Nefarious activities? Hmm. Ofcourse something like holding hands and chatting should not come under nefarious activities. But unfortunately, it does. Such crazy restrictions on display of affection by our society is the reason for a lot of our problems.

Imagine this: A girl cannot be seen sitting alone with a guy in a public place because of societal restructions, she agrees to meet him at a secluded location or perhaps at the guy's home when no one is around. It is a date. All good, right? Nope. We are assuming an ideal situation. Imagine something outward starts to happen on the date. The girl has no where to go because she chose to meet at a place where not many people will be able to see her. She compromised her safety on her own.

In an ideal situation, two people could meet anywhere they want to. Public or private. This would give both the girl and the guy enough freedom to plan their safety without sacrificing on their romantic ambitions. They could decide the level of interaction and intimacy on their own.

This would make Khopchas irrelevant. Hence increasing the overall safety of all the citizens.

Lets not be two faced. Lets hold on to our values even when no one is watching. Lets not force people into Khopchas for activities which are not nefarious.

Once we eliminate the need of a Khopcha, we will reduce the frustration that has crept into youngsters, be able better understand what the situation is and help them make an informed decision about what is right and what is wrong and thus start building a more mature society.

Lets start.

Monday, 23 January 2017

Misinterpreting the Robin Hood Concept

When we were kids, we were all told the story of Robin Hood. He was portrayed as the saviour of the poor. The stole from the rich and gave it to the poor. The rich used to be afraid of him and tried to protect their gold from him but could not. He was a hero.

Well, he IS a hero. I agree.

"Its not stealing if you steal a little from the people who have a lot and give it all away to the people who don't have much." - A friend.

Well, there is one major element in the above concept that people always tend to forget. The rich people that Robin Hood used to steal from had acquired their wealth through illegal means. They had exploited the poor and filled their coffers. Robin Hood just helped the poor people get money which belonged to them in the first place.

So, essentially Robin Hood did not actually redistribute wealth.
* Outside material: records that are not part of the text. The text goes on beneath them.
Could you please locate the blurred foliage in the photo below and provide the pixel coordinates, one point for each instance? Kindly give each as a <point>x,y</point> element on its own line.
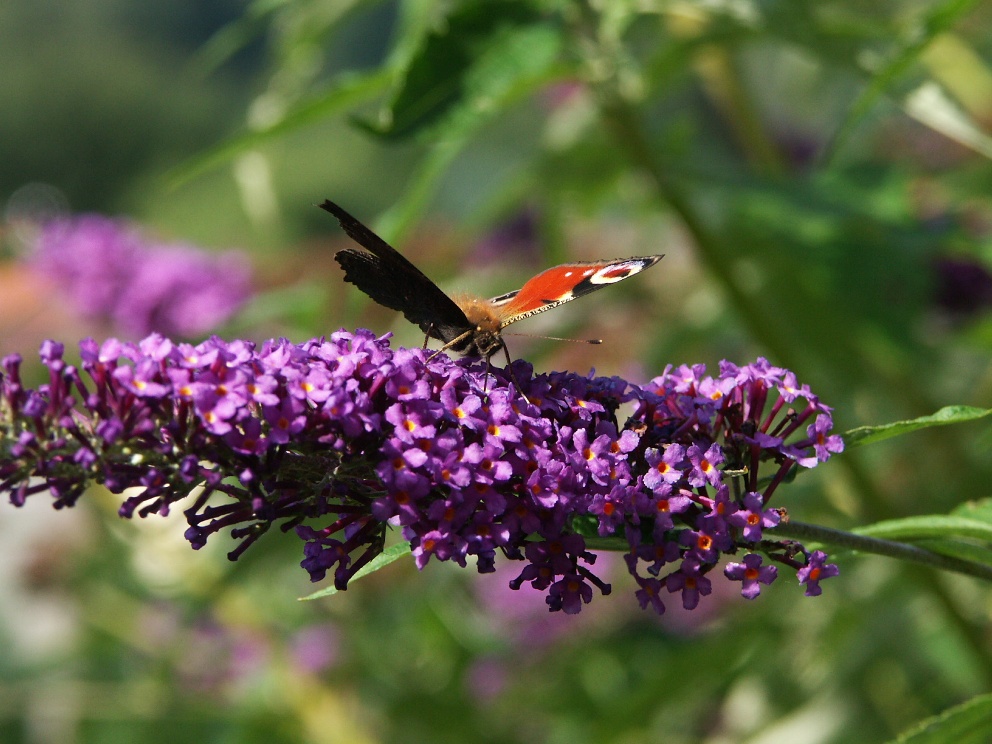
<point>811,170</point>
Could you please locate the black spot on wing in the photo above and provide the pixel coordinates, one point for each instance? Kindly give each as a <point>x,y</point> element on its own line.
<point>391,280</point>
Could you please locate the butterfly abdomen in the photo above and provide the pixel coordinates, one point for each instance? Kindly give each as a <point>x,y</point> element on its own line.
<point>485,320</point>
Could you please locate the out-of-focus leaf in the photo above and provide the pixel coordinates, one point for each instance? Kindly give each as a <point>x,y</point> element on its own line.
<point>929,105</point>
<point>929,526</point>
<point>980,510</point>
<point>387,556</point>
<point>515,62</point>
<point>456,63</point>
<point>947,415</point>
<point>940,18</point>
<point>348,91</point>
<point>235,36</point>
<point>968,723</point>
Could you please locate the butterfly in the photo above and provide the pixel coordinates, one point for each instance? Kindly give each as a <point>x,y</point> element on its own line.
<point>468,325</point>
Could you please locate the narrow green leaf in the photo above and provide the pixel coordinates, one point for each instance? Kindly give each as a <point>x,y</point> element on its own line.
<point>980,510</point>
<point>947,415</point>
<point>387,556</point>
<point>929,526</point>
<point>931,105</point>
<point>483,50</point>
<point>941,17</point>
<point>348,91</point>
<point>968,723</point>
<point>965,551</point>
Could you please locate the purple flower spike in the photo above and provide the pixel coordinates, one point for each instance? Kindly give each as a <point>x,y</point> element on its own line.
<point>752,574</point>
<point>114,274</point>
<point>337,437</point>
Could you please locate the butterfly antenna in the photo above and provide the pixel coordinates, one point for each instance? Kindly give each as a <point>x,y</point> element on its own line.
<point>594,341</point>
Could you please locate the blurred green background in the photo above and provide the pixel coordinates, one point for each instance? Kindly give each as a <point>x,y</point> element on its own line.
<point>818,175</point>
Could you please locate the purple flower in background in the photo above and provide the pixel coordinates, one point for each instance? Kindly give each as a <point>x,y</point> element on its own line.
<point>112,273</point>
<point>336,437</point>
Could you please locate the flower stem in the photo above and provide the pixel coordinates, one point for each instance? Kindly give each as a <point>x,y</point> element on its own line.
<point>878,546</point>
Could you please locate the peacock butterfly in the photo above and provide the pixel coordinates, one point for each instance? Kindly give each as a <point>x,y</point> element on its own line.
<point>469,325</point>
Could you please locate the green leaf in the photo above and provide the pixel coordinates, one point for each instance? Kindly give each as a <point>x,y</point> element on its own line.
<point>941,17</point>
<point>968,723</point>
<point>513,64</point>
<point>980,510</point>
<point>929,526</point>
<point>387,556</point>
<point>348,91</point>
<point>947,415</point>
<point>482,50</point>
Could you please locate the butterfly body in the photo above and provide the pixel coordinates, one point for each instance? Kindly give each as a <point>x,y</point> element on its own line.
<point>467,324</point>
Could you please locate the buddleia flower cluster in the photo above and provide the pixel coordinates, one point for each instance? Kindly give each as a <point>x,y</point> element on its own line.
<point>115,274</point>
<point>344,438</point>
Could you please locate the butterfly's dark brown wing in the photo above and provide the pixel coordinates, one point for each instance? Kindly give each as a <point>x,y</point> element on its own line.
<point>388,278</point>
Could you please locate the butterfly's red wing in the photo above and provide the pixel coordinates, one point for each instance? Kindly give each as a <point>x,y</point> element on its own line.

He just saw to it that the rightful owner got it.

So, Robin Hood cannot be used as a defense when you want steal money from the rich and give it to the poor when the rich guy has actually earned it legally.

We might say that stealing money from a thief is justified but just because a person has a lot of money doesn't make him a thief. Nor does it create an obligation on him to share the money with people who don't have it. He earned it. It's his right. He can burn it all up for all we care. No Robin Hood can take it away from him and claim to do the society a favour.

If there is a politician in your country who has hoarded a lot of illegal wealth and stashed them at a Swiss Bank Account and if you somehow manage to steal it, then you can feel like Robin Hood.

But if you steal from say a Tata or a Birla, who have slogged their way to success and then try to act like Robin Hood then you are just another petty thug in tights.